An old, one-armed fellow with a roll in his legs and bright buttons on his coat took the name of Captain Douglas to Mr. Penwenn; and after a long time he came back with an air of humbleness to say that Mr. Penwenn would see him at once.
The one-armed man led on, rolling down the wide hall like a dismasted clipper in a seaway. They passed an open door, where bareheaded men with pens behind their ears lay peeringly against a high, sloping desk, as if grappling and pinning down the ledgers before them; and still another doorway, that showed a cavernous store-room in which queer odours mingled, swirling the thoughts to far Eastern market-places. A row of closed doors, then one with a highly-polished brass plate: "Mr. Penwenn, Jr."

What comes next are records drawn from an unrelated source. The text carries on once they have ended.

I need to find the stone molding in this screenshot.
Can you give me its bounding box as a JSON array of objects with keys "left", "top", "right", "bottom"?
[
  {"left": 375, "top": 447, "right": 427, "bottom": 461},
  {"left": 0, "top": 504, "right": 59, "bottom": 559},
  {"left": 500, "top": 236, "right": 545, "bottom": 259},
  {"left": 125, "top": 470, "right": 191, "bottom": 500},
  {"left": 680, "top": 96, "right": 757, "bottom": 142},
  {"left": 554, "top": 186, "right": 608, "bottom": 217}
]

Mr. Penwenn, Jr., had become the only Penwenn; but the firm's name remained unchanged, and "Jr." stayed on the brass plate, which was shined by the one-armed sailor every morning.
The office was small and filled with big chairs, worn slick by the heavy bodies of sea captains, for a captain just ashore sits in a chair with much more weight than can be accounted for by gravitation. Many dust-covered things were set about on the shelves—a broken nautilus; a small jade god—or demon perhaps; a lacquered box or two; a chunk of sandalwood; and strange plumes from an unknown bird. Under glass was the model of a Penwenn ship, and about on the walls were pictures of other ships and shipping scenes. On the top of Mr. Penwenn's desk the photograph of a pretty young woman smiled perpetually through a heavy silver frame, through which the faces of other women, one after another, had peered, and listened to the strange jargon of sea-trading, echoes of storms that had smashed things, mutterings of unruly crews more dangerous than the storms.